ARCHITECTURE OF THE EXPERIENCE
29 October 2011
We think of our cities as a series of individual occurrences (buildings), arranged in a linear manner along roads and streets. We perceive the city as if it was always viewed by looking down on an architectural model, individual buildings situated on individual parcels, accessed by streets and roads. After all, the shelter we build is situated on platted land; on it are buildings with surface area all around, with interior spaces inside each. The collection of these buildings on plats makes for the political districts in which we live and work, which ultimately comprises the physical manifestation of our society.
But that's not how we experience our greater environment.
The streets and the other places 'in-between' are very big rooms, with the special characteristics of being exposed to the elements and by being much more vast and limitless then the spaces experienced in the buildings that line them. They are spaces- the floors are the surface of the earth, with pavement, planting, or water as a finish. The walls are the natural features of the trees and earth formations, or the buildings that we build. The ceilings are the sky. This space is dynamic with its changes in temperature, sound and light. The most dynamic thing about is that we move through it much of the time. We experience the space as part of our 'procession'.
All of our waking moments, and even in our dreams, we exist in, or are moving through spaces within the buildings, or within the great outdoor room. From the smallest room inside one of our buildings, to the grandest and most open of outdoor spaces, we live in a series of spaces.
These spaces in which we live, from the smallest to the most vast, have a collection of elements, some of which we control, and some we have no control of whatsoever.
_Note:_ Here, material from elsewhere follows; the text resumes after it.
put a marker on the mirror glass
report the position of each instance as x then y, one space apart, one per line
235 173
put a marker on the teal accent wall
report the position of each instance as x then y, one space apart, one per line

Designers and architects try to exert control, to limited effect. People don't use spaces quite they were originally thought of when they were designed. Buildings, pristine in their original concept are combined and clashed with in their competed state. Yet somehow, sometime, the whole thing works, forms and details colliding in planed and unexpected ways to make a great street. Each design effort subverting or complimenting the one next to it, and the one down the street from it.
So these aren't just a series of buildings, pure and uncommunicative. They are forced to talk to each other. The original act of will (the design of the building), gives way to the experience of the conversation of a group of designs, made at different times, for somewhat different reasons, and with different levels of resources. It is an experience because the conversation can be so unexpected, and because it's mixed in the with the quality of movement, our procession though the the outdoor room. The fronts of buildings, collected in sequence, and positioned as walls in the space you are traveling through. These fronts can certainly have the quality of being flat or rather shapely, creating a dynamic in their flatness or in their collective sculptural forms. Distractions abound, light and shadow, movement both subtle and obvious fill the space. Every element, the buildings, the trees, the people, cars, birds, signs, sounds, smells, all separate, but inseparable, play a part. The Experience.
Designing to context has a two-dimensional connotation to many architects, certainly to many of the stars, because it dilutes their brand. Yet the best that even they can hope for is a good setting, a good jewel box for their work. What they have done is unavoidably pulled into the larger picture, becoming a 'mere' participant in part of the larger experience.
I suggest that the design that seeks to understand how it fits in the larger picture of the city is, when done well, is the far more nuanced solution to city design. Design for the experience, for that is what your design will be a part of.